Update resolution for system_health on SQL MI

dimitri-furman · rwestMSFT · commit 5545b854dafa · 2025-11-26T17:50:17.000-07:00
diff --git a/azure-sql/managed-instance/doc-changes-updates-known-issues.md b/azure-sql/managed-instance/doc-changes-updates-known-issues.md
@@ -4,8 +4,8 @@ titleSuffix: Azure SQL Managed Instance
 description: Learn about the currently known issues with Azure SQL Managed Instance, and their possible workarounds or resolutions.
 author: MashaMSFT
 ms.author: mathoma
-ms.reviewer: randolphwest, mathoma
-ms.date: 08/25/2025
+ms.reviewer: randolphwest
+ms.date: 11/26/2025
 ms.service: azure-sql-managed-instance
 ms.subservice: service-overview
 ms.topic: troubleshooting-known-issue
@@ -29,7 +29,7 @@ This article lists the currently known issues with [Azure SQL Managed Instance](
 | [Differential backups aren't taken when an instance is linked to SQL Server](#differential-backups-arent-taken-when-an-instance-is-linked-to-sql-server) | Sept 2024 | By design | |
 | [List of long-term backups in Azure portal shows backup files for active and deleted databases with the same name](#list-of-long-term-backups-in-azure-portal-shows-backup-files-for-active-and-deleted-databases-with-the-same-name) | Mar 2024 | Has Workaround | |
 | [Temporary instance inaccessibility using the failover group listener during scaling operation](#temporary-instance-inaccessibility-using-the-failover-group-listener-during-scaling-operation) | Jan 2024 | Resolved | April 2025 |
-| [The event_file target of the system_health event session is not accessible](#the-event_file-target-of-the-system_health-event-session-is-not-accessible) | Dec 2023 | Resolved | May 2025 |
+| [The event_file target of the system_health event session is not accessible](#the-event_file-target-of-the-system_health-event-session-is-not-accessible) | Dec 2023 | Partially resolved | May 2025 |
 | [Procedure sp_send_dbmail might fail when @query parameter is used on Nov22FW enabled managed instances](#procedure-sp_send_dbmail-may-fail-when-query-parameter-is-used-on-nov22fw-enabled-managed-instances) | Dec 2023 | Has Workaround | |
 | [Increased number of system logins used for transactional replication](#increased-number-of-system-logins-used-for-transactional-replication) | Dec 2022 | No resolution | |
 | [msdb table for manual backups doesn't preserve the username](#msdb-table-for-manual-backups-doesnt-preserve-the-username) | Nov 2022 | Resolved | Aug 2023 |
@@ -61,7 +61,7 @@ This article lists the currently known issues with [Azure SQL Managed Instance](
 
 ### Modifying backup retention period for the free offer
 
-You can only modify the backup retention policy of your databases in the free SQL managed instance by using [REST API](/rest/api/sql/managed-backup-short-term-retention-policies), [PowerShell](/powershell/module/az.sql/set-azsqlinstancedatabasebackupshorttermretentionpolicy) and [Azure CLI](/cli/azure/sql/midb/short-term-retention-policy) commands. It's not possible to modify the backup retention policy through the [Azure portal](https://portal.azure.com). 

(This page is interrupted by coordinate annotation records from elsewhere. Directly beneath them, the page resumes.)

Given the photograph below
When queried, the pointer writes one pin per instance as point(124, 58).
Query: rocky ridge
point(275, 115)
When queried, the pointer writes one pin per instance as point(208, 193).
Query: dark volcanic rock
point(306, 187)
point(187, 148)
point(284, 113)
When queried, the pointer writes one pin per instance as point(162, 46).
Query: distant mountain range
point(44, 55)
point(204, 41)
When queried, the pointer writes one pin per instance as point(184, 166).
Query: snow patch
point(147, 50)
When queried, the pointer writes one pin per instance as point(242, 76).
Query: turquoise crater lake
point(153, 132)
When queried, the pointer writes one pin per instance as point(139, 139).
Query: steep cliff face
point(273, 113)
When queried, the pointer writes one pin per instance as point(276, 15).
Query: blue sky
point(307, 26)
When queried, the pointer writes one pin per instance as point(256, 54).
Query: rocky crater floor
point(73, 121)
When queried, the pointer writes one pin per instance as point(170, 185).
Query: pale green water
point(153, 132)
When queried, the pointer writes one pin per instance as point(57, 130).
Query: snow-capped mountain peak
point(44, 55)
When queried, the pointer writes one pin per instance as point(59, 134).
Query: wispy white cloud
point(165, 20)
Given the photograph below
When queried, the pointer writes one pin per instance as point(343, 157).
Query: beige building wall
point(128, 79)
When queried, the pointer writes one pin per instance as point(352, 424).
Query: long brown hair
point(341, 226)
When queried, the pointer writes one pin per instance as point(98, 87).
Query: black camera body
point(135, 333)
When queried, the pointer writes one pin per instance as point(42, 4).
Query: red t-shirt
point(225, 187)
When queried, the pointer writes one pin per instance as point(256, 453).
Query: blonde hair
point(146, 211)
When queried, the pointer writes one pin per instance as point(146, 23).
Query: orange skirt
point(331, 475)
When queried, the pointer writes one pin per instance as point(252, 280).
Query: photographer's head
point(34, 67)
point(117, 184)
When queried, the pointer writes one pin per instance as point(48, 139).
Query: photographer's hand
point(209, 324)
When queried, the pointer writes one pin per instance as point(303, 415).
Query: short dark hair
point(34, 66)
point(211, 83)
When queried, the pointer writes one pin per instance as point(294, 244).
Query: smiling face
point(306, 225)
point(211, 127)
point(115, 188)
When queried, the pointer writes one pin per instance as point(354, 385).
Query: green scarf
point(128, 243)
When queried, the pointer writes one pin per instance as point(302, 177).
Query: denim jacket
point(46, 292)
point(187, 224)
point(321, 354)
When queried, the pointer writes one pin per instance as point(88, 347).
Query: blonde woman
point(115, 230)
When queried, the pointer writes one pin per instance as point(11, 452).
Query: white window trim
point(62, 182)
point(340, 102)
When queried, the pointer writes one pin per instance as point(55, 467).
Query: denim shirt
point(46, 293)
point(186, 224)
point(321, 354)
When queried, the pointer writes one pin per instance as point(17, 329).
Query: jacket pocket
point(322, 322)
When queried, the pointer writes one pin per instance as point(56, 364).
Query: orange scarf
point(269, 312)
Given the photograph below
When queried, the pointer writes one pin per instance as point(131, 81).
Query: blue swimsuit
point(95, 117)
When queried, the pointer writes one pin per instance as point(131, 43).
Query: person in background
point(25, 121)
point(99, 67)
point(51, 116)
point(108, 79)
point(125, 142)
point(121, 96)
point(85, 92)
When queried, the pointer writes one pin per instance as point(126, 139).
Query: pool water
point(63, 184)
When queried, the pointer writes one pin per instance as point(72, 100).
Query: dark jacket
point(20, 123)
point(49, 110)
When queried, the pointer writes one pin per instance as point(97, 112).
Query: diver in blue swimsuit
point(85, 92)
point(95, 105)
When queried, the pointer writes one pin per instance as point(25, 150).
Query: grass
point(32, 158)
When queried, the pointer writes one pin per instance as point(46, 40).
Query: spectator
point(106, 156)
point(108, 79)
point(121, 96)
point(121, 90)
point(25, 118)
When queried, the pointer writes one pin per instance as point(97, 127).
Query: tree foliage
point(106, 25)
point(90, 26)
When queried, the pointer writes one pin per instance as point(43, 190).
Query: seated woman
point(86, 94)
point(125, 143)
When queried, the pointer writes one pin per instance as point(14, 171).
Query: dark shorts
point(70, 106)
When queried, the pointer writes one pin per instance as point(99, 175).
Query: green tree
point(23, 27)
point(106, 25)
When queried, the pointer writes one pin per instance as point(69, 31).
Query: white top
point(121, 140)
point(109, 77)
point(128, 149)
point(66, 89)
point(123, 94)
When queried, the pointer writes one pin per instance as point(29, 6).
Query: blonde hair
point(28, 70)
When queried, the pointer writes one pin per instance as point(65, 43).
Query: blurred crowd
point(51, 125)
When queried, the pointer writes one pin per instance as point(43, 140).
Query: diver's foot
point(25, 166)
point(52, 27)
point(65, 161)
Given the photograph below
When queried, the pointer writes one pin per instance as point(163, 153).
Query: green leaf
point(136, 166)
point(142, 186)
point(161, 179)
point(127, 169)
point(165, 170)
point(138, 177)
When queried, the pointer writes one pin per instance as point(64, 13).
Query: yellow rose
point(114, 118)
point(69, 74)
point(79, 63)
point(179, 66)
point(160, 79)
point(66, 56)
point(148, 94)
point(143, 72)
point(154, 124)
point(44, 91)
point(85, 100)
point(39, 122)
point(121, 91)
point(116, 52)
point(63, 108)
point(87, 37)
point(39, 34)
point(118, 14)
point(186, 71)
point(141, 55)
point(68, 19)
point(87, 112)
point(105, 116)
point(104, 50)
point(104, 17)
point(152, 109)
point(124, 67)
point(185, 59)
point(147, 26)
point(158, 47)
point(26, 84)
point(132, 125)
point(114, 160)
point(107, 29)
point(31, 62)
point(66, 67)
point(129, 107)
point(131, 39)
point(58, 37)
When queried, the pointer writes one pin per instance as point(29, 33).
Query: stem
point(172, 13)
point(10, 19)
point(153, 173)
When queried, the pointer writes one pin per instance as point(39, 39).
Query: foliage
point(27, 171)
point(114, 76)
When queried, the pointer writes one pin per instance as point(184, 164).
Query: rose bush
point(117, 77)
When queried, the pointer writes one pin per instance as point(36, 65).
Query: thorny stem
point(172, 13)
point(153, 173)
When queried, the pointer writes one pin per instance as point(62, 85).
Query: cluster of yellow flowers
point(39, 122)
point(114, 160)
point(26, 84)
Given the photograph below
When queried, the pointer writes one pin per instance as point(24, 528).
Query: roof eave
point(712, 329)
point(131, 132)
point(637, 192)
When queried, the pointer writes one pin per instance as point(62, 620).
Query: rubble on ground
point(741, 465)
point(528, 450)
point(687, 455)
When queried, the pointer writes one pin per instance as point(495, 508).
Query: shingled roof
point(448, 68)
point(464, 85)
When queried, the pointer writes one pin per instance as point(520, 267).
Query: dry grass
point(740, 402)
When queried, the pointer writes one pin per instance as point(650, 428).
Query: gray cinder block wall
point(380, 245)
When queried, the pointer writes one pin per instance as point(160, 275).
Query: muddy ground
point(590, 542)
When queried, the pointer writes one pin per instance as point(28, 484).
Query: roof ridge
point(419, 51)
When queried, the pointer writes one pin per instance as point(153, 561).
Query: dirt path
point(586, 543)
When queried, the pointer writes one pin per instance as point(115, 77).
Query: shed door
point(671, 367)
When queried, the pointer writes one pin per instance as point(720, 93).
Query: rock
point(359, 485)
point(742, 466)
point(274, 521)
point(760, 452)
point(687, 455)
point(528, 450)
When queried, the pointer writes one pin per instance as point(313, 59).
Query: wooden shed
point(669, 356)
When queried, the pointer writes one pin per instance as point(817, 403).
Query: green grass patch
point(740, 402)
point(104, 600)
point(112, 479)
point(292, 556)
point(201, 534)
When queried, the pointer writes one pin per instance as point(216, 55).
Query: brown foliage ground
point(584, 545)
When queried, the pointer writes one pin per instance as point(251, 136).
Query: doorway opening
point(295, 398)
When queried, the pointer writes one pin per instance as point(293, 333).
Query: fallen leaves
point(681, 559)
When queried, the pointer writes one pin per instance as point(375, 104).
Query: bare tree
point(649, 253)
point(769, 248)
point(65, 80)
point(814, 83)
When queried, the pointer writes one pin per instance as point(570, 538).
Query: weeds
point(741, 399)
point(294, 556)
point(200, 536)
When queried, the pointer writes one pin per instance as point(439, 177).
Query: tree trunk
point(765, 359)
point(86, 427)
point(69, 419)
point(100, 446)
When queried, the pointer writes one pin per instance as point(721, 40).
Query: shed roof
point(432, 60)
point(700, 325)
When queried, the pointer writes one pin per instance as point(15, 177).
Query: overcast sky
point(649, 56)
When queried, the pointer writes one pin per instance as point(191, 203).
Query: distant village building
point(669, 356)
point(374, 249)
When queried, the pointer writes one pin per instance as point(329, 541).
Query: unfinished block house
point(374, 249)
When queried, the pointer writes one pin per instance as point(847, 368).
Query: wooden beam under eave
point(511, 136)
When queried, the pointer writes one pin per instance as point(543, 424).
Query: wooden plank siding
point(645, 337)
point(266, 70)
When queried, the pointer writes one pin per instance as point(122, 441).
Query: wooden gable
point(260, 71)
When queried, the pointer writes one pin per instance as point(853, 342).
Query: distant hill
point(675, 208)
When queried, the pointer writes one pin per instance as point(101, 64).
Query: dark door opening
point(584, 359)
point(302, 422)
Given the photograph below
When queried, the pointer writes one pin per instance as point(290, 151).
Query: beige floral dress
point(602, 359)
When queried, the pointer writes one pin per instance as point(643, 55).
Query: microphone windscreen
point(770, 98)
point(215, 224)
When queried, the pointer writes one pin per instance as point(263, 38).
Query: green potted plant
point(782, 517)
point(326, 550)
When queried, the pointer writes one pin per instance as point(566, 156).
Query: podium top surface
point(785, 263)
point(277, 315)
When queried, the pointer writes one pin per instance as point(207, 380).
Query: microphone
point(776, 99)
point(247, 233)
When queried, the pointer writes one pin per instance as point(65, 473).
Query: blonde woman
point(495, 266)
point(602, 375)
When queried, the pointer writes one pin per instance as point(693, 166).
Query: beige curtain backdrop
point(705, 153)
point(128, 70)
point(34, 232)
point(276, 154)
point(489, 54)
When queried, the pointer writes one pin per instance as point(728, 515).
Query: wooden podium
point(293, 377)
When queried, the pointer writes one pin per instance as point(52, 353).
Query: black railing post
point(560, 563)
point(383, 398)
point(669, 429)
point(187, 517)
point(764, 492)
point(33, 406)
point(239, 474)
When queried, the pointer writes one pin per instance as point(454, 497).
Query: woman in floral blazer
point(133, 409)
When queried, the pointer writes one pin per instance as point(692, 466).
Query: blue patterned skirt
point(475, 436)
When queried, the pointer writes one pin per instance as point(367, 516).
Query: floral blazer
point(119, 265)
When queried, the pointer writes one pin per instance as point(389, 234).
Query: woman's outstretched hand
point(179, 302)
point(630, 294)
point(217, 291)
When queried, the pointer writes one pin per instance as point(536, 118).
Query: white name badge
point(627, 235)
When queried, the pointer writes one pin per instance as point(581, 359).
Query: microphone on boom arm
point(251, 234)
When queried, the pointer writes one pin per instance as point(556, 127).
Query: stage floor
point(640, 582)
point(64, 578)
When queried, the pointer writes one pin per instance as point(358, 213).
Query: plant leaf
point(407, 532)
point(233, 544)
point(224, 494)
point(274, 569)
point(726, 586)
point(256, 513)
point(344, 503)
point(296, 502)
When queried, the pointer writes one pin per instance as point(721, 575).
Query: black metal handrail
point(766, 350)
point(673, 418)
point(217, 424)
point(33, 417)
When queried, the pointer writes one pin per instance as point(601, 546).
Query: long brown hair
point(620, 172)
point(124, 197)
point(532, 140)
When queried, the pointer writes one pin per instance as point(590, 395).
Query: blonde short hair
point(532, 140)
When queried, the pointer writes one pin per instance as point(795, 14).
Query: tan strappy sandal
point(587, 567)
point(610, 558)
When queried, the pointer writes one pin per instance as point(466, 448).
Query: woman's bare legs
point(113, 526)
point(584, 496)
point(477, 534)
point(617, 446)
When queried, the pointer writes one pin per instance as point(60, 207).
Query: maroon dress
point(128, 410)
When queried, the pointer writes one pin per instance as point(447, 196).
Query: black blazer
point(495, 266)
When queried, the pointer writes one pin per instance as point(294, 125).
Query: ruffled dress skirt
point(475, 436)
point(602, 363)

+You can only modify the backup retention policy of your databases in the free SQL managed instance by using [REST API](/rest/api/sql/managed-backup-short-term-retention-policies), [PowerShell](/powershell/module/az.sql/set-azsqlinstancedatabasebackupshorttermretentionpolicy) and [Azure CLI](/cli/azure/sql/midb/short-term-retention-policy) commands. It's not possible to modify the backup retention policy through the [Azure portal](https://portal.azure.com).
 
 ### Login to read-secondary failed due to long wait on "HADR_DATABASE_WAIT_FOR_TRANSITION_TO_VERSIONING"
 
@@ -151,7 +151,6 @@ If an instance participates in a [failover group](failover-group-sql-mi.md), cha
 
 <a id="procedure-sp_send_dbmail-may-transiently-fail-when-query-parameter-is-used"></a>
 
-
 ### Distributed transactions can be executed after removing SQL managed instance from Server Trust Group
 
 [Server Trust Groups](server-trust-group-overview.md) are used to establish trust between managed instances that is prerequisite for executing [distributed transactions](../database/elastic-transactions-overview.md). After removing the SQL managed instance from Server Trust Group or deleting the group, you still might be able to execute distributed transactions. There's a workaround you can apply to be sure that distributed transactions are disabled and that is [user-initiated manual failover](user-initiated-failover.md) on the SQL managed instance.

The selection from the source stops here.